Non perdeva mai la calma con i passeggeri, ma quell'uomo
era l'insolenza fatta persona.
«Posso portarle altro Lagavulin, se le va.»
Dragomira avrebbe voluto prendere quello Stetson e
sbatterglielo sulla faccia una due, tre volte, fino a quando non si fosse
afflosciato. Invece, era costretta a essere educata e a trattarlo con i guanti.
Il tutto mentre le guance andavano a fuoco.

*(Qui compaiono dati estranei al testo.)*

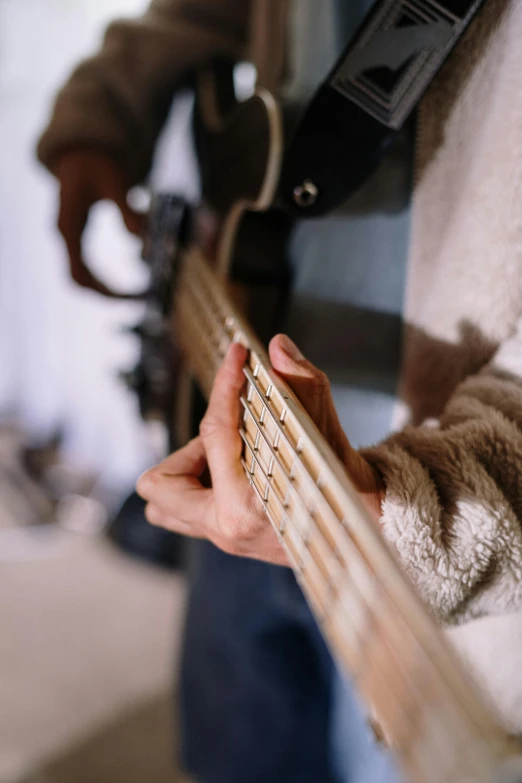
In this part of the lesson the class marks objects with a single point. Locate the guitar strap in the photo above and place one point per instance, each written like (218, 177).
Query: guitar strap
(361, 106)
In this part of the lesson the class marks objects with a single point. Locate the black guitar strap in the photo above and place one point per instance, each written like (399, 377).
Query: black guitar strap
(357, 112)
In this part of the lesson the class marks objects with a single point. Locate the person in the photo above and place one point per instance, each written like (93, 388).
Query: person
(256, 675)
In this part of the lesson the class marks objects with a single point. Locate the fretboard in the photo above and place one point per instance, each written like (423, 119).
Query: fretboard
(415, 688)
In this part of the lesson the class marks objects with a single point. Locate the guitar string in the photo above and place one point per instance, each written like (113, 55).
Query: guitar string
(215, 317)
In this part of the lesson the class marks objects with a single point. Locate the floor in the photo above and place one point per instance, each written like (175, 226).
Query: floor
(88, 652)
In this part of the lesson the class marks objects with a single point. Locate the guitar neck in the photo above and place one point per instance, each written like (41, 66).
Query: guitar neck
(417, 692)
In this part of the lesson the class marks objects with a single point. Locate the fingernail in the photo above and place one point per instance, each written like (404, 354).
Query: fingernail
(290, 348)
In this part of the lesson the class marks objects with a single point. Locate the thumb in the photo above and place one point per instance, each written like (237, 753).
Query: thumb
(312, 387)
(116, 190)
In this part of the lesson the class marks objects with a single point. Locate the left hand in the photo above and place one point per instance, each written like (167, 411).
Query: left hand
(229, 513)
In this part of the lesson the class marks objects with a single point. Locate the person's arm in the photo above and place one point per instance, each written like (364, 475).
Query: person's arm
(448, 495)
(116, 102)
(452, 508)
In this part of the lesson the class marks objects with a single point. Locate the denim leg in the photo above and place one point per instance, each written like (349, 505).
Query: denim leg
(255, 688)
(356, 755)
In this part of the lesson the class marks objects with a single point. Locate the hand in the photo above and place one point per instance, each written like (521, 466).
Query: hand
(229, 513)
(85, 178)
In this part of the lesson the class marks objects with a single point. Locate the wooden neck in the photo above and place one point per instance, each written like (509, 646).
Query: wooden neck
(374, 623)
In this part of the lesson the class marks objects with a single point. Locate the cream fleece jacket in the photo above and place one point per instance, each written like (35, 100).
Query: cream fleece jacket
(453, 507)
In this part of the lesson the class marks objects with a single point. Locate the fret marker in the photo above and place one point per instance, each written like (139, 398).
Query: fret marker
(277, 437)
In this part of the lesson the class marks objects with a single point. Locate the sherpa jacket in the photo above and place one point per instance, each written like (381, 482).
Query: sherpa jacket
(452, 470)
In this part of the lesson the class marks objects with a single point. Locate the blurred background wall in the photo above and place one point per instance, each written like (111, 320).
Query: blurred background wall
(60, 347)
(88, 636)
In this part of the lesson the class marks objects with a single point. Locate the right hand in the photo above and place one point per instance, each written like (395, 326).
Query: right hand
(86, 177)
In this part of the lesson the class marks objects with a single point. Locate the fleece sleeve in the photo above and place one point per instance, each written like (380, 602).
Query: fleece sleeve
(453, 503)
(117, 100)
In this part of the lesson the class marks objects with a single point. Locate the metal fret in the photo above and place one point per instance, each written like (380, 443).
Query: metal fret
(366, 608)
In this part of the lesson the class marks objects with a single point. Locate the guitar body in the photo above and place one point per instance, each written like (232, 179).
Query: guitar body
(240, 148)
(226, 276)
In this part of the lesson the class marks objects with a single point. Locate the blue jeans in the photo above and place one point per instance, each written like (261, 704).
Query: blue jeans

«Sì, puoi andare, tesoro, e subito dopo mi accenderò
un'altra bionda. Ci sono sette ore di volo da qui a Singapore. Non penserai che
possa resistere senza tutto questo tempo.»
Dragomira avvertì un senso di disagio all'altezza dello
stomaco, come se si fosse all'improvviso contratto. Non poteva stare a secco
fino a Singapore. Non sapeva per quale motivo ma quella frase buttata là, la
scombussolava. Una strana scioglievolezza la stava riscaldando in mezzo alle
gambe. Non sapeva per quale motivo, ma tutto quel discorso non le sembrava
riferito alle sigarette. Era osceno, come colui che lo aveva pronunciato.
Quell'uomo aveva un modo di guardarla con quegli occhi di colore innaturale e
di parlarle in una maniera così ruvida da evocare le più brucianti carezze in
punti segreti.
Con la coda dell'occhio si accorse di un movimento. Un
ometto basso e tutto muscoli si alzò di scatto dal proprio posto un paio di
file dietro e avanzava dritto nella loro direzione. Mentre era indecisa se
lasciare il cowboy maleducato e prestare attenzione al pelato con espressione
ferina per impedirgli l'accesso alla cabina di comando, ecco spuntare
all'improvviso il comandante Mills. Ma cos'era? Un raduno! Non fu abbastanza
veloce. Dragomira avvertì tutto il peso della catastrofe imminente riversarsi
nello spazio angusto come una frana di rocce granitiche.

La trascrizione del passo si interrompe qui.